Les abonnements sportifs devraient pouvoir être suspendus ou résiliés sur présentation d'un certificat médical, selon le ministre de la Protection des consommateurs, Rob Beenders (Vooruit). "Mais c'est déjà le cas!", rétorque le secteur des salles de fitness...
"Il est absurde de devoir continuer à payer un abonnement pendant des mois, alors que le médecin a décidé que vous ne pouviez plus faire de sport", estime le ministre Beenders. "Aujourd'hui, la loi stipule qu'un certificat médical pour une personne qui n'est pas en état de faire du sport ne constitue pas un motif suffisant pour mettre fin aux paiements. Il s'agit là d'une lacune."
Le ministre souhaite donc organiser une concertation avec des représentants du secteur.
"Nous allons essayer de trouver une solution à l'amiable", a-t-il déclaré. "Les consommateurs doivent pouvoir suspendre ou résilier leur abonnement à la salle de sport lorsque, selon un avis médical, il leur est temporairement ou définitivement impossible de l'utiliser. Nous demandons également un remboursement proportionnel des montants déjà payés." Si aucun compromis ne peut être trouvé, un projet de loi en la matière sera déposé.

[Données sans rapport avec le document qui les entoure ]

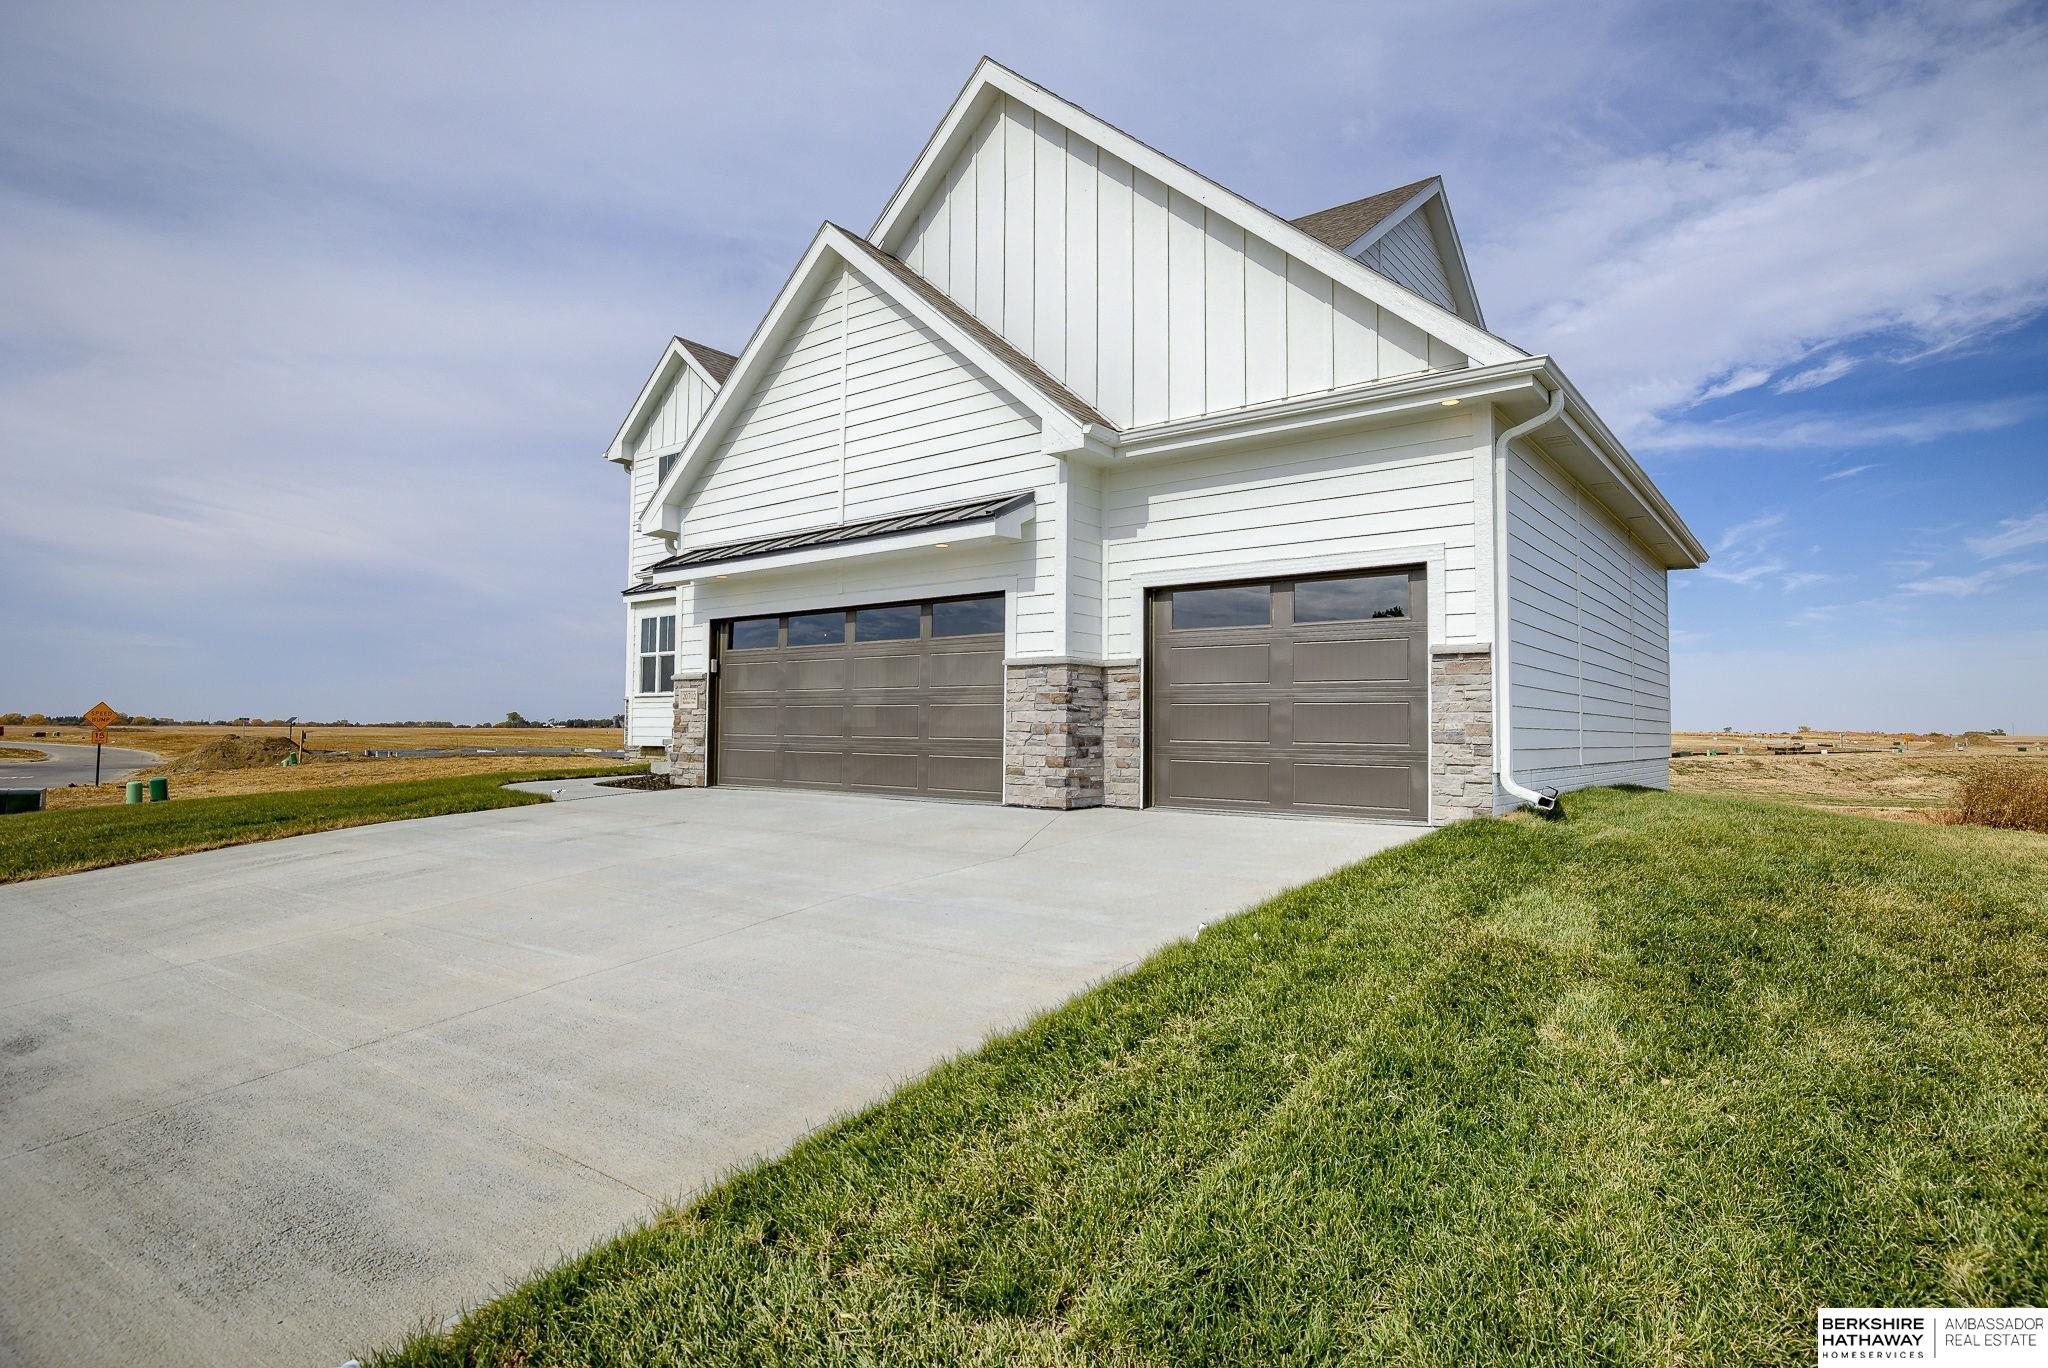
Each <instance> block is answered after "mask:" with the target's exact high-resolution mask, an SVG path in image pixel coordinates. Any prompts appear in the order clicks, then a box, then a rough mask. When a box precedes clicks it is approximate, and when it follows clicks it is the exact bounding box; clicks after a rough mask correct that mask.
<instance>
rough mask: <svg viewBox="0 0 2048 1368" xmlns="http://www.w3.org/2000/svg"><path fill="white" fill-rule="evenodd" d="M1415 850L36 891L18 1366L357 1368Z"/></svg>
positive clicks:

Ces nouvelles règles devraient non seulement s'appliquer pour les abonnements à la salle de sport, mais aussi pour les cours collectifs et d'autres types d'abonnements sportifs.
Le secteur du fitness "abasourdi"
"Cela figure déjà dans notre code de conduite!", réagit le directeur de Fitness.be, Farid Kempenaers. "Je trouve cette déclaration un peu bizarre..."
D'après le secteur, des accords ont déjà été conclus avec le SPF Économie : le code de conduite du secteur stipule que l'abonnement peut être résilié sans délai et sans frais "lorsqu'il est définitivement impossible pour le consommateur de faire du sport ou du fitness suite à une lésion médicale", à condition de présenter un certificat médical.
"Si le ministre veut aller plus loin ou faire différemment, nous sommes toujours ouverts à la discussion", ajoute M. Kempenaers. Ledit code de conduite ne prévoit toutefois rien quant au remboursement proportionnel des montants déjà payés.